President Bush has been under pressure from Republican Party and conservative lobbyists not to attend the summit.
A letter to Bush made public Friday by Friends of the Earth UK shows the nature of that pressure. Dated August 2, the letter is signed by 31 political groups and individuals. It says We applaud your decision not to attend the summit in person."
"Even more than the Earth Summit in Rio in 1992," the letter says, "the Johannesburg Summit will provide a global media stage for many of the most irresponsible and destructive elements involved in critical international economic and environmental issues. Your presence would only help to publicize and make more credible various anti-freedom, anti-people, anti-globalization, and anti-Western agendas.

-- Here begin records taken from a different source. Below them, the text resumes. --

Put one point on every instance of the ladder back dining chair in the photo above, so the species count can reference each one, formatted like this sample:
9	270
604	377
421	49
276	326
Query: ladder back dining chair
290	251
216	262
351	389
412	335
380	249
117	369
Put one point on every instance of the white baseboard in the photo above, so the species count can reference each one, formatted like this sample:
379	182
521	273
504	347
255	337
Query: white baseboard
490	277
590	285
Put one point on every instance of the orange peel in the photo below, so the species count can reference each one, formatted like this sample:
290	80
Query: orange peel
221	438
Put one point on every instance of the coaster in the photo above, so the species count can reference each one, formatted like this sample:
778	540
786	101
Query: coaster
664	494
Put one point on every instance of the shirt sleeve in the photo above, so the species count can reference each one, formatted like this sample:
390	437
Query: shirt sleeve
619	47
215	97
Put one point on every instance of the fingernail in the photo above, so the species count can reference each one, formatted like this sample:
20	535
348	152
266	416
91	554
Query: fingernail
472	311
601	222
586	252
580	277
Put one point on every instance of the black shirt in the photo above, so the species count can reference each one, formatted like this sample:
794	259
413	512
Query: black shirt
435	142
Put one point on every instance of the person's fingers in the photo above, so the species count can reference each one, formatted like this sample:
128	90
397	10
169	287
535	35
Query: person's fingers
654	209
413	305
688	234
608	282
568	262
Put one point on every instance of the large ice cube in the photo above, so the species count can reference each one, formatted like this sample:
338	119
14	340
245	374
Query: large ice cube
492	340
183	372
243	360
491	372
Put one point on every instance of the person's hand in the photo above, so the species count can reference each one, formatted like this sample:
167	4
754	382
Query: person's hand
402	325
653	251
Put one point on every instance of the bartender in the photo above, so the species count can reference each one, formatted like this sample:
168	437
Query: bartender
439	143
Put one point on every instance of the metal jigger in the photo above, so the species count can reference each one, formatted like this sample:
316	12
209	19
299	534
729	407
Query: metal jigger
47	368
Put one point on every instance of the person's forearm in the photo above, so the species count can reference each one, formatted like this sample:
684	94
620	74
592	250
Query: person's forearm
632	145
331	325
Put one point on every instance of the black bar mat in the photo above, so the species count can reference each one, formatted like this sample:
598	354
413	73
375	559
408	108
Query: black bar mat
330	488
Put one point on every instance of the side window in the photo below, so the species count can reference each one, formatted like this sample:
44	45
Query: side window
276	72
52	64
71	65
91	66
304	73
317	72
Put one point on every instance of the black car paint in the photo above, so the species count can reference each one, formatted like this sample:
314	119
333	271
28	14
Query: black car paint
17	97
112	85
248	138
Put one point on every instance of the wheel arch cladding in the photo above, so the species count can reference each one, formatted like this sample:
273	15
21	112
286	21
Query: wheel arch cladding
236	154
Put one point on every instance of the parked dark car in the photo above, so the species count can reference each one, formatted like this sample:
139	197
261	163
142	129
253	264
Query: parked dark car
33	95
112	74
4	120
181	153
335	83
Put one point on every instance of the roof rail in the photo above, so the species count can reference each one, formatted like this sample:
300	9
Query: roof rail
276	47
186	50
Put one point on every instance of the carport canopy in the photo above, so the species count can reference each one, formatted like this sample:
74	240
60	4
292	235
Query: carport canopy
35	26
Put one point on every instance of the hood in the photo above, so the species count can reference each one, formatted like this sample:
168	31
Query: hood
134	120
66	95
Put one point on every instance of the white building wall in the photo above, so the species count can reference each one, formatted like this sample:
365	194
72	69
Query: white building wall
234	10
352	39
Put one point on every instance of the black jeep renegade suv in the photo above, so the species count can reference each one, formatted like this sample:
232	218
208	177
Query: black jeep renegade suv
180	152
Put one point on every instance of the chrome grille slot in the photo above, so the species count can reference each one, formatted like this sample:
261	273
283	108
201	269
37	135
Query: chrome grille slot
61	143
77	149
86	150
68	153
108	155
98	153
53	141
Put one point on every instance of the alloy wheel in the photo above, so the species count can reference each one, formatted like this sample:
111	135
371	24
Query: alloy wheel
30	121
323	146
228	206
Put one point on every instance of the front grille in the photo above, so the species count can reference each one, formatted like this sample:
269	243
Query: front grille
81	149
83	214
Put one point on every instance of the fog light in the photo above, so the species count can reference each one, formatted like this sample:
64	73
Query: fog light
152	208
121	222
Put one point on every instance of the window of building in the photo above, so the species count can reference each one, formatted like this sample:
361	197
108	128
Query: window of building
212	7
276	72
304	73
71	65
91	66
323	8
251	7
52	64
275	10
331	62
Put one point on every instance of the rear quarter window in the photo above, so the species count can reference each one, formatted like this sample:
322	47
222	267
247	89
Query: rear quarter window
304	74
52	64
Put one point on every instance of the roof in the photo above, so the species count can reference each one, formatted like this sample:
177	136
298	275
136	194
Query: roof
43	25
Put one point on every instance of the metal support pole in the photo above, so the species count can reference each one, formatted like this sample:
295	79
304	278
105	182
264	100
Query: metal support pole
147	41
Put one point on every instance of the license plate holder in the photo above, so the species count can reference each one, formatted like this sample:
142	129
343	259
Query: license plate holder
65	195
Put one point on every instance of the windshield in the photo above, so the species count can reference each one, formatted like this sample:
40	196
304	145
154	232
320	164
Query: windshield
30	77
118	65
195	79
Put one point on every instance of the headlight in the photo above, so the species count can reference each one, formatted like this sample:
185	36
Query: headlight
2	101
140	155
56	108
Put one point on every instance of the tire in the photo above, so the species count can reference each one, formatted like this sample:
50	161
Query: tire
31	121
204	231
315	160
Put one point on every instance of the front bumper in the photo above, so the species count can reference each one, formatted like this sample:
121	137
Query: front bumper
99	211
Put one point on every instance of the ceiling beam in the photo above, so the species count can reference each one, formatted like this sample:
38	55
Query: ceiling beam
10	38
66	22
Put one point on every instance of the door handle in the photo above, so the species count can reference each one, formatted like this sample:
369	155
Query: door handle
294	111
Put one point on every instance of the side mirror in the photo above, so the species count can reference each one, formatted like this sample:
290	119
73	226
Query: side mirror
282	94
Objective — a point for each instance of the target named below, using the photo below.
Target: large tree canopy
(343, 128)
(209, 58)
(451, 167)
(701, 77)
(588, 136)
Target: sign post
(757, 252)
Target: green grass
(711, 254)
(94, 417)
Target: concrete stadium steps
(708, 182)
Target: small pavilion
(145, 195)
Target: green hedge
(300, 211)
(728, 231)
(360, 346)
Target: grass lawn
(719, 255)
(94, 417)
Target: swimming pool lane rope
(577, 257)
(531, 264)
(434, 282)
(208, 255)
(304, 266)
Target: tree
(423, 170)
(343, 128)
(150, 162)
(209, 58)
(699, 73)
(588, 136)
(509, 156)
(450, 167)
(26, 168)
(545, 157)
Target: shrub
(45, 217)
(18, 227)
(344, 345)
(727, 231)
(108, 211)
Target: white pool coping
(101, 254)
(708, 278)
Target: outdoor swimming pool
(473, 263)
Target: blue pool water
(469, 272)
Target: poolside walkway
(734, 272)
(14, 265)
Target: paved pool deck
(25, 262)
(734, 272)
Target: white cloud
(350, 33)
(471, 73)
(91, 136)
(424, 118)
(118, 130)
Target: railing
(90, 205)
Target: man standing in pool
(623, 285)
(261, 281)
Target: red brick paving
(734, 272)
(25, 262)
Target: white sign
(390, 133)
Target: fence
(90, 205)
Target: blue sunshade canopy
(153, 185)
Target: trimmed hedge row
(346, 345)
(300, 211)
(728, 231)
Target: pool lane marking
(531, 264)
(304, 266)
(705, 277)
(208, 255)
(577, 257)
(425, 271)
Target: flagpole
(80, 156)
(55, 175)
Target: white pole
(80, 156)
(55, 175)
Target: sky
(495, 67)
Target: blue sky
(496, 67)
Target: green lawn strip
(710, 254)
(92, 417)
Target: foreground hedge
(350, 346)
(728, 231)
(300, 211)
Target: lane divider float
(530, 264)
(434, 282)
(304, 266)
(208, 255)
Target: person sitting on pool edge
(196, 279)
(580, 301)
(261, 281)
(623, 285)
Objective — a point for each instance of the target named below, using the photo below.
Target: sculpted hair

Signatories to the letter include representatives of seven think tanks that receive funding from oil giant ExxonMobil, according to figures in an official Exxon document.
The lobbyists' letter states that the least important global environmental issue is potential global warming, and we hope that your negotiators at Johannesburg can keep it off the table and out of the spotlight.
In his announcement today, President Bush said the U.S. team will offer plans that "advance the new approach to development that I embraced with other national leaders at the Monterrey Conference on Financing for Development this past May."
"This new approach is based on shared accountability among developed and developing nations," the President said.
"The U.S. delegation will come to Johannesburg with concrete and practical proposals for strong and lasting partnerships to advance some of the world's key development priorities - clean water, modern energy, good health, and productive agriculture - that can lead us to a world without poverty," said President Bush.
A U.S. federal government report prepared for the World Summit on Sustainable Development issued today says the U.S. team will be promoting "good governance" and anticorruption at the summit, in particular "an integrated, cross-sectoral approach to addressing governance and sustainable development."
"The U.S. Government promotes good governance in every region of the world and believes that a good governance component makes environmentally oriented programs more effective. USAID [U.S. Agency for International Development] is the lead agency in this work, providing $700 million annually to support an array of democracy and governance activities," the report says.
The criteria of good governance, the government report says are:
The United States gives many hundreds of millions of dollars annually in aid and humanitarian relief to developing nations, and the Bush administration is making it clear that corrupt governments will not be in line for American aid.